Text::TFIDF - Perl extension for computing the TF-IDF measure

SYNOPSIS

use Text::TFIDF;
my $Obj = new Text::TFIDF(file=>[file1,file2...]);
print $Obj->TFIDF($file,$word);

DESCRIPTION

The TF-IDF weight (ie, Frequency-Inverse Document Frequency) weight is used in information retrieval and text mining. It is a statistical measure used to see how important a word is in a document or collection of documents. This module is designed to only work on text documents at this time.

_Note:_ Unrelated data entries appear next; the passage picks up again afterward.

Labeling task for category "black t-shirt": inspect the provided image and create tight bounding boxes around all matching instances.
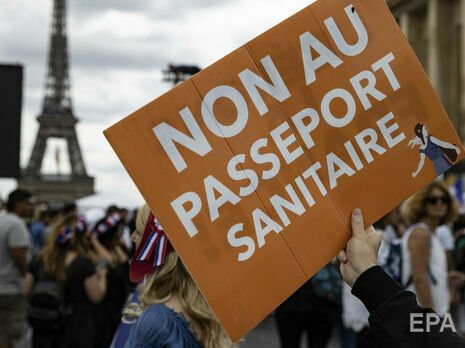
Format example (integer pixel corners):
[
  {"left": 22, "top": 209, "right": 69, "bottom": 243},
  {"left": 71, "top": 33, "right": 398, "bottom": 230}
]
[
  {"left": 29, "top": 257, "right": 53, "bottom": 282},
  {"left": 65, "top": 255, "right": 96, "bottom": 314}
]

Currently, the module reads everything into memory. This should be altered in the future.

EXPORT

None by default.

new(file=>\@files)

Creates a new module. If the file argument is passed in, populates the module using those files.

TFIDF(file,word)

Computes the TF-IDF weight for the given document and word. If the file is not in the corpus used to populate the module, returns undef

TF(file,word)

Returns the frequency of the given word in the document.

IDF(word)

Returns the inverse document frequency of a word. That is, the ratio of the number of documents in the corpus divided by the number of documents containing the term and taking the logarithm of the result. Since the number of documents containing the term can be zero, we add one to the result to ensure a rational result.

process_files(@files)

Populates the document with the given list of files. This does not replace data currently in the document, rather, it adds to the list.

SEE ALSO

See http://en.wikipedia.org/wiki/Tf-idf for more information.

AUTHOR

Leigh Metcalf, <leigh@fprime.net<gt>

COPYRIGHT AND LICENSE

Copyright (C) 2011 by Leigh Metcalf

This library is free software; you can redistribute it and/or modify it under the same terms as Perl itself, either Perl version 5.12.3 or, at your option, any later version of Perl 5 you may have available.